THEATER REVIEW: Lost Girls Doesn’t Find Its Tone

John Pollono’s potentially interesting play is undermined by sitcom shtick.

Molly Ward, Catharine Slusar, Sean Bradley, and Amy Frear in Lost Girls at Theatre Exile. (Photo by Paola Nogueras)

Molly Ward, Catharine Slusar, Sean Bradley, and Amy Frear in Lost Girls at Theatre Exile. (Photo by Paola Nogueras)

As America learns more every day, many of us are just a step away from catastrophe.  So it is for Maggie, a Manchester, New Hampshire divorcée, living of the edge. She’s perpetually behind on bills, overworked and stretched to the limit, and living a tense truce with her difficult mother. Then Maggie’s car is stolen—an event that would be a challenge for anyone. Will this be the moment where everything in her life, including her family, implodes?

From here, John Pollono’s wildly uneven Lost Girls goes every which way.

It’s off to a poor start, despite some good acting (Molly Ward especially, who has an interesting sardonic edge). Lost Girls could work as a drama or a black comedy, but not as the punchline-heavy, shtick-ridden sitcom we see here. (Does Pollono think the plethora of cursing makes his play seem more weighty and adult? It doesn’t.)  The estimable Catharine Slusar (too young to play the mother), deserves better than to be stuck in a black fright wig, nightgown tucked into her underwear, essentially channeling Vicki Lawrence in Mama’s Family.

But it gets better. The next scene—two young people in a motel, about to experience their first sexual encounter—has some freshness both in the writing and the acting by Trevor William Fayle and Susanne Collins.
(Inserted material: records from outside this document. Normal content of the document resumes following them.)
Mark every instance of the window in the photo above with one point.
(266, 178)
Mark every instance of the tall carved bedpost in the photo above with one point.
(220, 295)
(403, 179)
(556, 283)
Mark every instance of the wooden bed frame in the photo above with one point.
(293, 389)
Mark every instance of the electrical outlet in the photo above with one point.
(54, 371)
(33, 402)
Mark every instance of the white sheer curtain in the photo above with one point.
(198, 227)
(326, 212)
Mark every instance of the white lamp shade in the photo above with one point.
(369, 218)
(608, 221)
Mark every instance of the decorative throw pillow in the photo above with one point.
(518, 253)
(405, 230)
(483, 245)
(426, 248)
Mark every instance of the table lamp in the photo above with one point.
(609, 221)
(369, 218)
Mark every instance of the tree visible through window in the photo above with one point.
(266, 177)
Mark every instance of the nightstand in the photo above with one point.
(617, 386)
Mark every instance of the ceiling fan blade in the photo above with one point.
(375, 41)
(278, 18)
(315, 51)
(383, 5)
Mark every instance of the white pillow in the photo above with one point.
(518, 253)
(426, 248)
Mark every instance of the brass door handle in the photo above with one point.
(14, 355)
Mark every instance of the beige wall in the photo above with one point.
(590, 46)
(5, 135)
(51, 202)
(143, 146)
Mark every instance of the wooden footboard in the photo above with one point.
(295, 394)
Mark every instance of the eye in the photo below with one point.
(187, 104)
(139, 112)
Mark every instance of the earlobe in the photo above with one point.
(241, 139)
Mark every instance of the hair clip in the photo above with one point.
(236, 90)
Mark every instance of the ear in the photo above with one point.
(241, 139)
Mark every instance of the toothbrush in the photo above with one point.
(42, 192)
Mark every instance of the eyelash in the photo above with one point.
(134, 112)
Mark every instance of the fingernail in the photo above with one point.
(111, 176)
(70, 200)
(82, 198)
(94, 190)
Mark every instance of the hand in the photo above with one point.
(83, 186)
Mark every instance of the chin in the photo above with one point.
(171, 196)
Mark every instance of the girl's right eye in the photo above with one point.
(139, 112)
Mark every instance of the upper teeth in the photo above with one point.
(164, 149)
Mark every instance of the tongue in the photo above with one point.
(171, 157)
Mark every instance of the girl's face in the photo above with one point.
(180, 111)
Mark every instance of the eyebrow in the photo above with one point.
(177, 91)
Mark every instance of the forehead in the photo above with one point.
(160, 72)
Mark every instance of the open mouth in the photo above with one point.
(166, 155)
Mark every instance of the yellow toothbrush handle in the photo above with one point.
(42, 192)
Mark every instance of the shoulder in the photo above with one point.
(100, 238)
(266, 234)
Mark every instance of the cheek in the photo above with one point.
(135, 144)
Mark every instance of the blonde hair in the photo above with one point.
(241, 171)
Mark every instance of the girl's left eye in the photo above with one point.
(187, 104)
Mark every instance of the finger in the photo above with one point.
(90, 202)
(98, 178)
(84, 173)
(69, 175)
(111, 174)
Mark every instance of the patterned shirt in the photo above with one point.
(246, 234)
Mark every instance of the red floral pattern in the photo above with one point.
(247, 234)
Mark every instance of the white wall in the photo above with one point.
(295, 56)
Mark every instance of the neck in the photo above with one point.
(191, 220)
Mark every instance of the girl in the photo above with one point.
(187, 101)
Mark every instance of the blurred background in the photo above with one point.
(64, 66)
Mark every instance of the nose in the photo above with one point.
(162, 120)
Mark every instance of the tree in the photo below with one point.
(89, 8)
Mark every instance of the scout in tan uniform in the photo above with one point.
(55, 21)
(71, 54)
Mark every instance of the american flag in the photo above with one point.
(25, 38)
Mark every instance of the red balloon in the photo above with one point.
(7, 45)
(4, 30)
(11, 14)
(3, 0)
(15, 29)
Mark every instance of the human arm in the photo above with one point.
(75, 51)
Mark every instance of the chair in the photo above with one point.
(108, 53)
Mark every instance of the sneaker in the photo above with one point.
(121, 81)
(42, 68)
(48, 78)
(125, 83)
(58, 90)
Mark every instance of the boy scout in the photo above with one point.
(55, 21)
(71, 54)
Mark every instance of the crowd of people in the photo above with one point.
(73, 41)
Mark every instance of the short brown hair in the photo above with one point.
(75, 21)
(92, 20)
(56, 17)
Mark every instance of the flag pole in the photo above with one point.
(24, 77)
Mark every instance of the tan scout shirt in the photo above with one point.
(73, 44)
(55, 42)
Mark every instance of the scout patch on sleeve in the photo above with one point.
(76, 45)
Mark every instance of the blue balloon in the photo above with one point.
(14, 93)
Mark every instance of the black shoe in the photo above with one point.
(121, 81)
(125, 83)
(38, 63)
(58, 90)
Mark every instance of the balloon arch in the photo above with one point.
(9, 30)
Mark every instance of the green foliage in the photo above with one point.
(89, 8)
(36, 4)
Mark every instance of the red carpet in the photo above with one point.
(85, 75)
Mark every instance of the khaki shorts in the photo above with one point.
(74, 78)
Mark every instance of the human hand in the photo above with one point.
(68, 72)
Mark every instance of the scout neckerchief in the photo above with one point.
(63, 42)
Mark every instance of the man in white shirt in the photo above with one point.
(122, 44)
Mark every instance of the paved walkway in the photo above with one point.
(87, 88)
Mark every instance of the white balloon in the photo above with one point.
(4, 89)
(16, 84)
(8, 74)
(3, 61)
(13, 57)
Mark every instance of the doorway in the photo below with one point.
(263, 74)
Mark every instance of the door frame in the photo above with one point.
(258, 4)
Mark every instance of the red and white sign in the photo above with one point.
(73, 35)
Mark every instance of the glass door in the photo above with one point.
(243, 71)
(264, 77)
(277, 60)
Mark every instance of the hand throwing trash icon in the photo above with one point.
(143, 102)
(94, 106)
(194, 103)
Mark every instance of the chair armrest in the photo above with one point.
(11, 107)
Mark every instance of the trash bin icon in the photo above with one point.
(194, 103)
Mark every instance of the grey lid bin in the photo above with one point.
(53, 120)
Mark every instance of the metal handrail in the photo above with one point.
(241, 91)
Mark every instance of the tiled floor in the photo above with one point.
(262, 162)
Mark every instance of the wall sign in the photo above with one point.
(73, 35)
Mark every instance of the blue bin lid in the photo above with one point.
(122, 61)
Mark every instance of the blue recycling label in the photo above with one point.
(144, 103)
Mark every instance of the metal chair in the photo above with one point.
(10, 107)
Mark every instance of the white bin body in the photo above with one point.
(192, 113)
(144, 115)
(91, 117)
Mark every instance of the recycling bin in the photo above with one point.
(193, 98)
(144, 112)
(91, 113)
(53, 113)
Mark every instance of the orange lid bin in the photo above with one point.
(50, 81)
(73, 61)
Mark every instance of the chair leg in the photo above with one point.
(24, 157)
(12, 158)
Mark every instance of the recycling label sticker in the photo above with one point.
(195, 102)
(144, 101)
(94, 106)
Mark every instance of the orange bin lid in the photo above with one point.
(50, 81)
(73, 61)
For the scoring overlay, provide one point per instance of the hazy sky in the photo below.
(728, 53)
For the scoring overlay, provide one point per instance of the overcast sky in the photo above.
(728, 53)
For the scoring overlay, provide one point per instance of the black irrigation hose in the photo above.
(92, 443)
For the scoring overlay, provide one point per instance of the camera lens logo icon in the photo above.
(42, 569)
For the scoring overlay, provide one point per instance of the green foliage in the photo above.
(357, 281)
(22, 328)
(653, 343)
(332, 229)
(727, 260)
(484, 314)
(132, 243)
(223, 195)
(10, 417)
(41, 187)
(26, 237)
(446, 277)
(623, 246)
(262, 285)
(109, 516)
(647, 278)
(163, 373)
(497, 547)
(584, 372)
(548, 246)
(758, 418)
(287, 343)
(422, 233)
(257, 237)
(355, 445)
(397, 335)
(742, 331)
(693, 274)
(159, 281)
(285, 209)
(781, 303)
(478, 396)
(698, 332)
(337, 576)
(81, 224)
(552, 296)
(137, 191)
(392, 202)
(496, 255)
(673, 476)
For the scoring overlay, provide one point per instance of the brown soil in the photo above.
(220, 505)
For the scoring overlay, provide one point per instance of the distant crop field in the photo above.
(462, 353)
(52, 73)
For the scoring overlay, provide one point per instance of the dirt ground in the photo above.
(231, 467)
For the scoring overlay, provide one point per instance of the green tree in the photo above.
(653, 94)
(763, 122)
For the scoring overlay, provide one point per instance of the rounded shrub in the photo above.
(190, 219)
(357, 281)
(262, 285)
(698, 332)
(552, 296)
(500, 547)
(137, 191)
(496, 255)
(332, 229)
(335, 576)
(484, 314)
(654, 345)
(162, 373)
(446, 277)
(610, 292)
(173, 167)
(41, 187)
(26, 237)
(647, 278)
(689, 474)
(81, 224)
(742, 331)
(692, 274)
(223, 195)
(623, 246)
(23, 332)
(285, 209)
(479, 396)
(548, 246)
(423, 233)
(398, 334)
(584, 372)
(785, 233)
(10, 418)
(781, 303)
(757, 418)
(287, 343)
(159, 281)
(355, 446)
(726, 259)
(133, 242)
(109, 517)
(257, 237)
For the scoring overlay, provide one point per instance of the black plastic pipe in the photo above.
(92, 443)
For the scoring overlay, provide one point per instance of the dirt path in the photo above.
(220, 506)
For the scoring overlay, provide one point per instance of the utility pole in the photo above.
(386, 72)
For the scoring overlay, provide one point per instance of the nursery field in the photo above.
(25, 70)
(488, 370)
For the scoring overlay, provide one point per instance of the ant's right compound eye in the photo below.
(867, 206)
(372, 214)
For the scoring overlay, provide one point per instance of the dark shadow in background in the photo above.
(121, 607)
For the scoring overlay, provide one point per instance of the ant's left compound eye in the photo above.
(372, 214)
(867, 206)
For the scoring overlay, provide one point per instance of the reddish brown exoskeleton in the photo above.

Collins in particular finds a nice mix between vulnerability and her tough Goth persona. For the next few scenes, Pollono’s play moves between one scenario and the other—and, qualitatively speaking—between light and dark.

By the midpoint, Lost Girls has taken on a new seriousness. A couple of parallel scenes—between Maggie and Lou, her ex-husband (Sean Bradley, good here) and the two young people—have Pollono’s best writing. He also introduces a clever structural device that will keep our attention till the end.

Still, the good material in Lost Girls is consistently undermined by the sitcom jokiness. I’m all for mixing comedy and drama, but here it feels as though Pollono doesn’t know what he wants.  Director Joe Canuso doesn’t figure it out either, but I don’t know if anybody could.

Of this, though, I’m sure—Lost Girls needs significant rewriting before it’s ready for prime-time.